Abstract
In recent years, historians of the Ottoman Empire have asserted that by the late seventeenth and eighteenth centuries, Ottoman law treated miri (treasury-owned) land as something increasingly similar to mülk (freehold) property. Such a transition suggests that Ottoman land law was evolving organically and without Western influence toward recognizing property rights on land that were very close to private property. The appeal of this narrative has been very strong for Ottomanists who wish to combat the notion of a hidebound and stagnant empire and to highlight the transformation of Ottoman political economy in the eighteenth century.
In this paper, I question the narrative of miri land transitioning toward private property in the later Ottoman centuries.

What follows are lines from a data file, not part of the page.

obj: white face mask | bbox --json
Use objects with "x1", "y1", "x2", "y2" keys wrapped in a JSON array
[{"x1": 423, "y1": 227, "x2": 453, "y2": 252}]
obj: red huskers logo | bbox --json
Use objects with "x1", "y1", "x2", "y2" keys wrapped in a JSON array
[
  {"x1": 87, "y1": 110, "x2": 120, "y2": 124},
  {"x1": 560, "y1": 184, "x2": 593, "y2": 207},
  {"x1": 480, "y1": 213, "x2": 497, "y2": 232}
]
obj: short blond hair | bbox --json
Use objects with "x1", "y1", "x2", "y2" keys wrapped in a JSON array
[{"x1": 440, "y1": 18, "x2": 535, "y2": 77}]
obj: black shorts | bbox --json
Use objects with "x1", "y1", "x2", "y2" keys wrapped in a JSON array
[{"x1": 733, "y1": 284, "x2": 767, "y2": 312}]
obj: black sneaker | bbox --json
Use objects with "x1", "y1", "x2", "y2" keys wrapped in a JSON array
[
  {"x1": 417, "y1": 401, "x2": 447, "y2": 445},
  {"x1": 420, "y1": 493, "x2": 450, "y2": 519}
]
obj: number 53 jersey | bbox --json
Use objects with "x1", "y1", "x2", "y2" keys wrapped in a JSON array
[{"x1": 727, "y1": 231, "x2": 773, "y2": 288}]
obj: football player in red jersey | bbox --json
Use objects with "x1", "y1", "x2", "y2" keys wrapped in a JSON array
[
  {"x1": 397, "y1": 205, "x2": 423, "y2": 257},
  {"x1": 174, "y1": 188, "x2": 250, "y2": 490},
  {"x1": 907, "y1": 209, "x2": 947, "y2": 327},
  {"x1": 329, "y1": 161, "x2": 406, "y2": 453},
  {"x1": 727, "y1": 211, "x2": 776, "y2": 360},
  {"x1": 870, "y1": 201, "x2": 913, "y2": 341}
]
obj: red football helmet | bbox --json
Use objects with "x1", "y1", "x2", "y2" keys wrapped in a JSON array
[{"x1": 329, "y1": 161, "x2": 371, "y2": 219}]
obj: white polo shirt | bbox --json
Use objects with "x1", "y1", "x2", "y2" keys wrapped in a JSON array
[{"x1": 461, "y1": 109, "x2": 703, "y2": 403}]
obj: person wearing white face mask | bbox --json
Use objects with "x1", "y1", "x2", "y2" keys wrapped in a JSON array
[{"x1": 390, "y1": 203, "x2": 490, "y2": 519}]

I contend that the more prevalent trend in evolution of land law in this period was a deeper institutionalization of a conception that had been dominant since the sixteenth century: namely, treating land as an exceptional legal entity that was primarily a means of livelihood for cultivators. To illustrate this trend, I will examine how orphans could assert a right to a parent’s miri land and the powers of the orphan’s guardian to transact this land. Consulting kanunnames, fetvas, and fiqh manuals produced in the seventeenth, eighteenth and nineteenth centuries, I will demonstrate that the rights of orphans to claim miri land remained quite different from their rights over their mülk inheritance, allowing them to “undo” decisions of their guardians and reclaim land that would be their means of subsistence in adulthood. Moreover, the eighteenth-century muftis extended these rights to non-orphan minors, going further than the kanuns in establishing rights to reclaim miri land that did not exist for mülk inheritance. My conclusion is that the exceptional status of miri land did not disappear in the eighteenth century but was in fact more extensively elaborated and more ubiquitously incorporated into both fetvas and the academic texts of fiqh. Stubbornly persistent, this exceptionalism continued to surface in the provisions regarding minors and orphans in the 1858 Land Code and even the liberalizing amendments to the Code adopted in 1878. Ultimately, my point is to call into question how well the narrative of “the rise of private property” captures the realities of Ottoman evolution in the eighteenth and nineteenth centuries. Ottoman dynamism, I maintain, is often found in adaptations that defy conventional narratives of modernization and which have the potential to reshape these conventional narratives.